Cotton candy vendor: Hey, yo! Last call for a root canal…

–Yankee Stadium

Old hobo to hot younger woman: Sure would like to hold you, but you got teeth. I wouldn't know what to say. Met some beautiful women in my youth, didn't know what to say to them neither. Should've kept it simple: can I get a kiss?

–6 Train

Overheard by: Christine

Young child: Mom, where are my teeth?

–Lafayette St


Tonight, on a Very Special Wednesday One-Liners

Astute girl to female friend: Honestly, I should have realized we didn't stand a chance when he said that Law & Order: CI was better than SVU.

–Greenwich Ave & W10th

Overheard by: alixthamilton

Pissed drunk guy with crew cut, after exiting restaurant: Fuck! I missed Nancy Grace!

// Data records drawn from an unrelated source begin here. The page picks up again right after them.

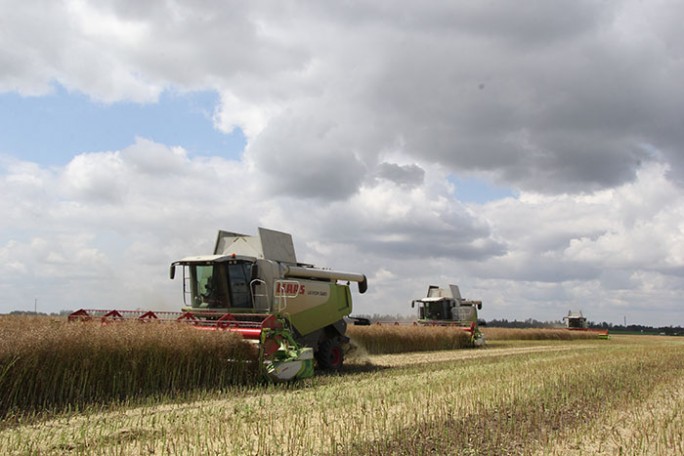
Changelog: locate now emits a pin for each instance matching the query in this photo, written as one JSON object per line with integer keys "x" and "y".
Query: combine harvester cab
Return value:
{"x": 254, "y": 285}
{"x": 446, "y": 307}
{"x": 575, "y": 321}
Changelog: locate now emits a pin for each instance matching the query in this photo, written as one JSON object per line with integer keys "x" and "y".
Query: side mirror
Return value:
{"x": 254, "y": 272}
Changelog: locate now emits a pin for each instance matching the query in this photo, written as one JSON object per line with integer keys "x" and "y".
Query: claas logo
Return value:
{"x": 289, "y": 288}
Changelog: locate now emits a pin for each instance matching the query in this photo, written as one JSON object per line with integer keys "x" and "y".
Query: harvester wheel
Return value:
{"x": 330, "y": 355}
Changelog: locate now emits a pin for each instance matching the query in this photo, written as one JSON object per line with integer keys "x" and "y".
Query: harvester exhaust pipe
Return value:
{"x": 303, "y": 273}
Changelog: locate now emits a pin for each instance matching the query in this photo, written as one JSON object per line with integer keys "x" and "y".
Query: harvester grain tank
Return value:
{"x": 254, "y": 285}
{"x": 446, "y": 307}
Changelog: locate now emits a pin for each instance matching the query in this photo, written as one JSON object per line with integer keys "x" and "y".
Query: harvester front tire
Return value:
{"x": 330, "y": 355}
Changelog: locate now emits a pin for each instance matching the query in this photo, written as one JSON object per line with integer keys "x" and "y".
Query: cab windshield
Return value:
{"x": 220, "y": 285}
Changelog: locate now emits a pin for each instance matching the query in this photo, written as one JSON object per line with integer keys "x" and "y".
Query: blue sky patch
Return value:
{"x": 52, "y": 129}
{"x": 472, "y": 189}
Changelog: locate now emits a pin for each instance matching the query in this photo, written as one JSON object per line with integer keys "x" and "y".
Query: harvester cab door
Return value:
{"x": 239, "y": 275}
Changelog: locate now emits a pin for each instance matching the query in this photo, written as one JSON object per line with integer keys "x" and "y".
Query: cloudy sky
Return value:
{"x": 531, "y": 152}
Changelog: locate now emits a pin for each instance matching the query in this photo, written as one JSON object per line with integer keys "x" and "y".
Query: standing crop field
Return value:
{"x": 620, "y": 396}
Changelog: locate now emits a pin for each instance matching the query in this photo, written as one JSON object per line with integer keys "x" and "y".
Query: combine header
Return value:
{"x": 254, "y": 286}
{"x": 446, "y": 307}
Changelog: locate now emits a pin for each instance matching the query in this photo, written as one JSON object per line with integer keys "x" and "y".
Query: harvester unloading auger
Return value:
{"x": 253, "y": 285}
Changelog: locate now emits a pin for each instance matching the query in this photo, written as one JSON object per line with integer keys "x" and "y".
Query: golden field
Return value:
{"x": 619, "y": 396}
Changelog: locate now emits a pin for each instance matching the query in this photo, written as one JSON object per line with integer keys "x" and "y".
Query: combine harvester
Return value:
{"x": 446, "y": 307}
{"x": 575, "y": 321}
{"x": 254, "y": 286}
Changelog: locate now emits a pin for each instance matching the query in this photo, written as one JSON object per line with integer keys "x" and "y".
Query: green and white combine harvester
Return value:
{"x": 446, "y": 307}
{"x": 254, "y": 285}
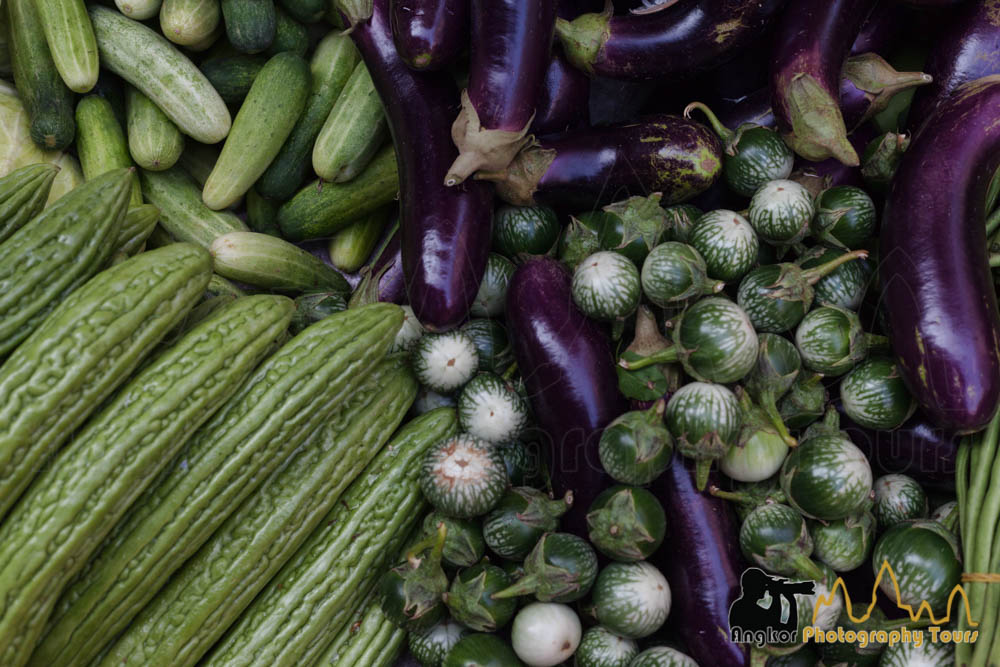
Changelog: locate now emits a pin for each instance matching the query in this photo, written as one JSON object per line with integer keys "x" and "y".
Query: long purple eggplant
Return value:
{"x": 673, "y": 42}
{"x": 430, "y": 34}
{"x": 668, "y": 154}
{"x": 967, "y": 49}
{"x": 811, "y": 45}
{"x": 445, "y": 231}
{"x": 565, "y": 359}
{"x": 511, "y": 43}
{"x": 563, "y": 102}
{"x": 701, "y": 560}
{"x": 937, "y": 287}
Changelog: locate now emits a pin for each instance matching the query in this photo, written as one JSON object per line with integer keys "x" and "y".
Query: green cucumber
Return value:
{"x": 273, "y": 263}
{"x": 320, "y": 209}
{"x": 46, "y": 98}
{"x": 250, "y": 24}
{"x": 353, "y": 245}
{"x": 137, "y": 225}
{"x": 100, "y": 142}
{"x": 353, "y": 132}
{"x": 164, "y": 74}
{"x": 182, "y": 213}
{"x": 60, "y": 249}
{"x": 233, "y": 75}
{"x": 264, "y": 121}
{"x": 23, "y": 193}
{"x": 210, "y": 591}
{"x": 312, "y": 597}
{"x": 188, "y": 22}
{"x": 153, "y": 140}
{"x": 115, "y": 457}
{"x": 332, "y": 63}
{"x": 140, "y": 301}
{"x": 304, "y": 383}
{"x": 71, "y": 42}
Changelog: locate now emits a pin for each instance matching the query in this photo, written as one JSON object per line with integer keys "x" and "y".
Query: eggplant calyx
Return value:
{"x": 817, "y": 129}
{"x": 482, "y": 148}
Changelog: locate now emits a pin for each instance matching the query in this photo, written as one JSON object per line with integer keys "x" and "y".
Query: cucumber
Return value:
{"x": 264, "y": 121}
{"x": 140, "y": 300}
{"x": 153, "y": 140}
{"x": 320, "y": 209}
{"x": 332, "y": 63}
{"x": 139, "y": 10}
{"x": 22, "y": 195}
{"x": 233, "y": 75}
{"x": 118, "y": 454}
{"x": 138, "y": 224}
{"x": 220, "y": 581}
{"x": 273, "y": 263}
{"x": 182, "y": 213}
{"x": 44, "y": 261}
{"x": 353, "y": 132}
{"x": 312, "y": 597}
{"x": 71, "y": 42}
{"x": 250, "y": 24}
{"x": 46, "y": 98}
{"x": 100, "y": 142}
{"x": 353, "y": 245}
{"x": 189, "y": 22}
{"x": 164, "y": 74}
{"x": 304, "y": 384}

Jeezus-Christmas!

–Driggs Ave & Broadway, Williamsburg

Overheard by: T. Myers

Girl in mermaid costume: Get obsessed with something normal, like Star Trek.

–N Train

NYU gay student: I am never watching Adventure Time at 4 in the morning again.

–Weinstein Hall, NYU

Overheard by: MATHEMATICAL!

Angry gangsta on cell: Man! That dude stole my fucking money! I'ma kill that fucking nigga! (pause) After I go watch True Blood at mom's. (pause) Yeah, you can come…

–Port Authority

Overheard by: E.Major


Dude, Just Roll With It

Drunk girl trying to flirt with a stranger: Oh my god! No way I have actually met people, that's so funny!
Stranger: Wait… What?

–L Train


Nicole Richie? Really?

BMCC student #1: I can't believe she played that card, what a self-hating Puerto Rican.
BMCC student #2: Sounds like it!

–Chambers St & Greenwich St

Overheard by: A.J.


Maybe They Want to Put Their Money Where Their Mouth Is?

Mixed race girl: I just love 50 cent, I mean, check out that body. He is so hot!
Caucasian girl: His body is nice, but I can't stand those grillz. Why do those people wear grillz anyways?
(mixed race girl raises an eyebrow at Caucasian girl)
Caucasian girl
: I meant rappers! I'm not racist!


–40th & 8th

Overheard by: Let me see your grillz


It's a Good Place to Be High

Guy walking on the high line: It's like… organized messiness…
Woman: Yes. That's why I like it.

–The High Line


“They” Must Be the Ministry Of Truth

Kid #1, about Oregon Trail game: Do you believe in dysentery?
Kid #2: Naw, I bet they made it up for the game, just like the wagons!